Google News not indexing .index.html pages
-
Hi all,
we've been asked by a blog to help them better indexing and ranking on Google News (with the site being already included in Google News with poor results)
The blog had a chronicle URL duplication problem with each post existing with 3 different URLs:
#1) www.domain.com/post.html (currently in noindex for editorial choices as showing all the comments)
#2) www.domain.com/post/index.html (currently indexed showing only top comments)
#3) www.domain.com/post/ (very same as #2)
We've chosen URL #2 (/index.html) as canonical URL, and included a rel=canonical tag on URL #3 (/) linking to URL #2.
Also we've submitted yesterday a Google News sitemap including consistently the list of URLs #2 from the last 48h . The sitemap has been properly "digested" by Google and shows that all URLs have been sent and indexed.However if we use the site:domain.com command on Google News we see something completely different: Google News has indexed actually only some news and more specifically only the URLs #3 type (ending with the trailing slash instead of /index.html). Why ? What's wrong ?
a) Does Google News bot have problems indexing URLs ending with .index.html ? While figuring out what's wrong we've found out that http://news.google.it/news/search?aq=f&pz=1&cf=all&ned=us&hl=en&q=inurl%3Aindex.html gives no results...it seems that Google News index overall does not include any URLs ending with /index.html
b) Does Google News bot recognise rel=canonical tag ?
c) Is it just a matter of time and then Google News will pick up the right URLs (/index.html) and/or shall we communicate Google News team any changes ?
d) Any suggestions ? OR Shall we do the other way around. meaning make URL #3 the canonical one ?

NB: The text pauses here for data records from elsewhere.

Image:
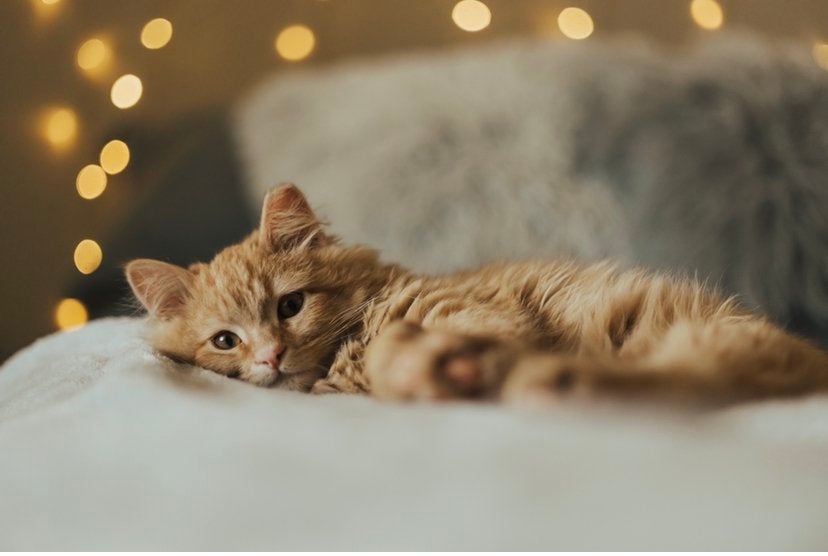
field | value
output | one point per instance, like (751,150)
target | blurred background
(102,100)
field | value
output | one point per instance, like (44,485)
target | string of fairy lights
(292,43)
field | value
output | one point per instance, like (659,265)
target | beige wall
(220,48)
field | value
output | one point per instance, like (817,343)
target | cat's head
(271,310)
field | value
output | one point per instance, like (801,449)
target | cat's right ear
(161,288)
(288,220)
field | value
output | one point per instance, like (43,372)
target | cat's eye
(226,340)
(290,305)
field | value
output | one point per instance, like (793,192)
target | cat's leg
(407,361)
(698,363)
(714,362)
(346,374)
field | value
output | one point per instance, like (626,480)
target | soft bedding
(107,446)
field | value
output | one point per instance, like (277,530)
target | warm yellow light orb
(70,314)
(88,256)
(156,33)
(295,43)
(820,53)
(60,127)
(471,15)
(114,157)
(575,23)
(126,91)
(707,14)
(91,181)
(93,54)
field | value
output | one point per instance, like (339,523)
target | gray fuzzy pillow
(711,162)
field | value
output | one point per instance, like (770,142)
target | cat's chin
(297,381)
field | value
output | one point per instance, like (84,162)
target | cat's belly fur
(548,305)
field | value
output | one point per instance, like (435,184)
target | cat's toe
(542,380)
(433,365)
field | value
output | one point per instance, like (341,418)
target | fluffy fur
(515,331)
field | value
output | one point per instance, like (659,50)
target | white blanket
(106,446)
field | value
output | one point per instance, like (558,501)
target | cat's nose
(269,356)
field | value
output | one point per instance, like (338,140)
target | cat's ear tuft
(288,221)
(161,288)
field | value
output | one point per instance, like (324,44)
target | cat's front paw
(543,379)
(406,362)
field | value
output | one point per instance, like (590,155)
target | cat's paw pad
(408,362)
(322,386)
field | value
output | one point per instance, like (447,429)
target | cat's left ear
(288,221)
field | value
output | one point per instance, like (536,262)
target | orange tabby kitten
(291,307)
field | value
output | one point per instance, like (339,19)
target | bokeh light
(114,157)
(471,15)
(575,23)
(88,256)
(295,43)
(91,181)
(60,127)
(70,314)
(93,55)
(707,14)
(156,33)
(820,53)
(126,91)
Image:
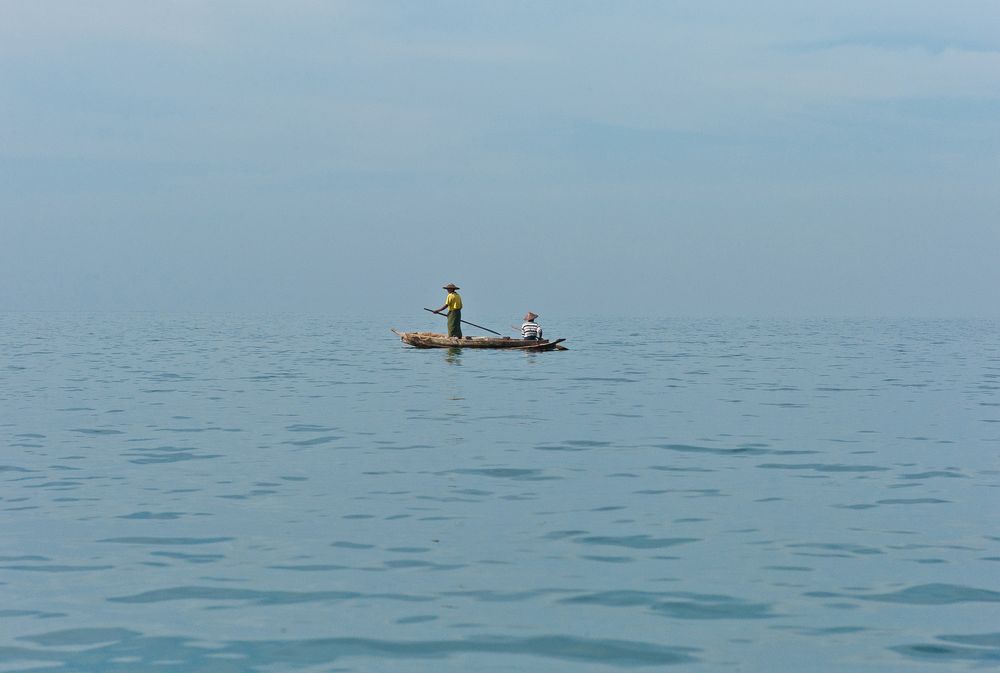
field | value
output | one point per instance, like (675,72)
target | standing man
(453,302)
(530,329)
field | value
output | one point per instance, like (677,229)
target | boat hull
(434,340)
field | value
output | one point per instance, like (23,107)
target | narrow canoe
(433,340)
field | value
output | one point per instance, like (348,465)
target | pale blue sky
(668,158)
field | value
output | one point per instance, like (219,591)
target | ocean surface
(225,493)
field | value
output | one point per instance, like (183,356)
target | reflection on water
(238,494)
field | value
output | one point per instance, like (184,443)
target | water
(232,493)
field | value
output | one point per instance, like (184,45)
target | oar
(468,323)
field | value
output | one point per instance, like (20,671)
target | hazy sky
(777,157)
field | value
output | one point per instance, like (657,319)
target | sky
(574,158)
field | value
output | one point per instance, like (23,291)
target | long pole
(469,323)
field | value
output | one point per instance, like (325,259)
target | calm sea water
(232,494)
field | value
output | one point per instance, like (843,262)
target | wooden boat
(434,340)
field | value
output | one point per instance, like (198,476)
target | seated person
(530,329)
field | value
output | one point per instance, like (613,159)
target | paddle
(468,323)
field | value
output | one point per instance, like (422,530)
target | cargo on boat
(434,340)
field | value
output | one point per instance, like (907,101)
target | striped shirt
(530,330)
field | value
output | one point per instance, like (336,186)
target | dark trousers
(455,322)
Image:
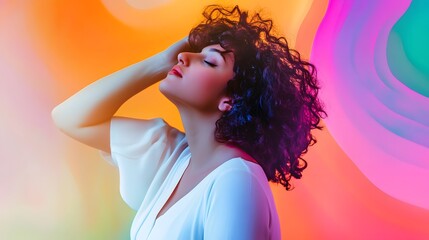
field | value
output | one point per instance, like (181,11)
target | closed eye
(210,64)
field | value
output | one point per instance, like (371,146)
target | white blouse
(234,201)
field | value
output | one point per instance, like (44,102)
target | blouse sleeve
(142,150)
(238,209)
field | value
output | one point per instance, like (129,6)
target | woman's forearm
(98,101)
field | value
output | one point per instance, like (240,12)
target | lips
(175,71)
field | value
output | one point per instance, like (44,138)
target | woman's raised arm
(86,115)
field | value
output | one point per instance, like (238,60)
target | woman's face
(199,79)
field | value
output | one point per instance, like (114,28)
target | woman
(247,103)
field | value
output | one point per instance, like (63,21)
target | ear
(225,104)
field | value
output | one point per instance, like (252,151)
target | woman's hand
(170,54)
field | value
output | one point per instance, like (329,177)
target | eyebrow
(220,52)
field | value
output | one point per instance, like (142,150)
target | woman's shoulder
(239,173)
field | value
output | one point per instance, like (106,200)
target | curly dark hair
(274,92)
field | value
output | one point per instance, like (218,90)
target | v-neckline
(190,191)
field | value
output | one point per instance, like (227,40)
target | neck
(206,151)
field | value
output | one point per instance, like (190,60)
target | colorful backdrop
(368,175)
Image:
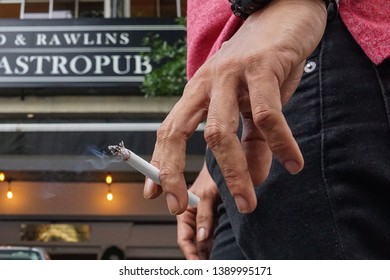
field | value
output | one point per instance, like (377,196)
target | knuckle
(168,132)
(233,178)
(265,117)
(214,135)
(278,146)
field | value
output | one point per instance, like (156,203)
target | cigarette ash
(120,150)
(101,160)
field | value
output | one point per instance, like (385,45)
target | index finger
(169,154)
(221,137)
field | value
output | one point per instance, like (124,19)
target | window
(9,9)
(25,9)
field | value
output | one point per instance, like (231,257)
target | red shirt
(210,23)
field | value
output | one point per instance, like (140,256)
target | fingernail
(202,235)
(292,167)
(149,188)
(242,204)
(173,203)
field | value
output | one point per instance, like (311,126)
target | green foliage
(168,77)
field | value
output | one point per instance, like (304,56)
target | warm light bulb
(109,196)
(108,179)
(10,195)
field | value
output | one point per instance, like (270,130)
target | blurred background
(75,77)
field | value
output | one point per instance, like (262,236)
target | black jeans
(338,207)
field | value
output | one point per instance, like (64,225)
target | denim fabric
(338,207)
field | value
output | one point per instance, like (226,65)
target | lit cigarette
(145,168)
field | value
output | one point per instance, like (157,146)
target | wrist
(244,8)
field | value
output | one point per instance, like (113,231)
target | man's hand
(253,74)
(195,225)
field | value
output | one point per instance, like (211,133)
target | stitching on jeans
(385,99)
(324,180)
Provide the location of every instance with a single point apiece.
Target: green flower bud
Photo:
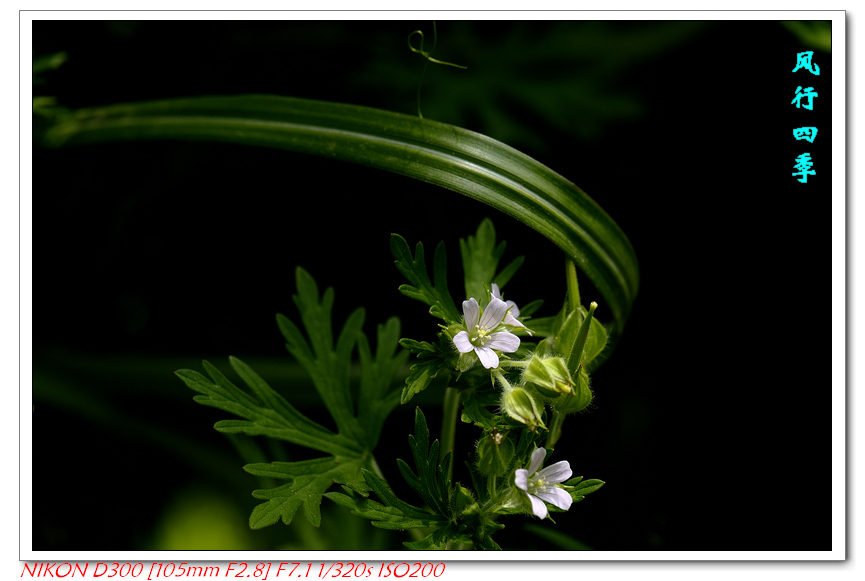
(579, 399)
(521, 406)
(495, 453)
(550, 376)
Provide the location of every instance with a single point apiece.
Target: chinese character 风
(808, 133)
(803, 61)
(804, 165)
(808, 93)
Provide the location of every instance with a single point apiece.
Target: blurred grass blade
(460, 160)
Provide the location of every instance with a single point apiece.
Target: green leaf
(463, 161)
(309, 480)
(281, 421)
(327, 365)
(384, 517)
(375, 397)
(435, 295)
(430, 363)
(557, 538)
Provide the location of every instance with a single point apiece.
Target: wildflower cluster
(515, 377)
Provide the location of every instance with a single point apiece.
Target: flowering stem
(451, 408)
(573, 286)
(555, 429)
(575, 358)
(514, 364)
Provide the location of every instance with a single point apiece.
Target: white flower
(480, 336)
(541, 486)
(513, 312)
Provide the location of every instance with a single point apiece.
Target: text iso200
(411, 570)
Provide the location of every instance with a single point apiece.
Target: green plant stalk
(575, 355)
(556, 424)
(454, 158)
(450, 413)
(573, 286)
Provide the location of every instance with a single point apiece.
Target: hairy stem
(450, 411)
(555, 429)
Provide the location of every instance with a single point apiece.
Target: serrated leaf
(429, 365)
(286, 424)
(376, 396)
(309, 479)
(436, 295)
(588, 486)
(481, 256)
(327, 364)
(435, 541)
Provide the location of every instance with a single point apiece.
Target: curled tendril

While Google News is showing these problems, Google Web search has actually well received the changes, so we don't know what to do.
Thanks for your help,
Matteo
-
To follow up on this.
Look what I've found in the Google News Forum:
http://www.google.com/support/forum/p/news/thread?tid=248ef4e6fe372e91&hl=en
The problem is almost the same. Google News not indexing URLs with the trailing index.html.
The only person who answered was a Top Contributor suggesting to contact directly Google News team.
-
Hmmm, that is strange! Check a cached version of one of your URLs to make sure they new version is in the index. If it is, maybe you should switch to option 3.
I am not sure what if any the implications would be of leaving it the way you have it.
Since it is in 2 different areas of search I am not sure that duplicate content issues apply if you were to just leave it be.
-
hey Roger,
Look the CNN seems to have exactly the same "problem" as we do.
They have the "/" article indexed in google news and the index.html version on the non-google news index. They did exavtly what we did, putting a rel=canonical on the "/" version to the "index.html" one. Despite this the "/" version is still the only one showing up on google news
Here is the screenshot just in case
and here the two versions of the same article:
- http://edition.cnn.com/2011/POLITICS/04/22/obama.campaign/
- http://edition.cnn.com/2011/POLITICS/04/22/obama.campaign/index.html
-
They seem to meet these requirements. The only one that is a problem is requirement #3, but it clearly states that is waived with News sitemaps which Matteo said they submitted.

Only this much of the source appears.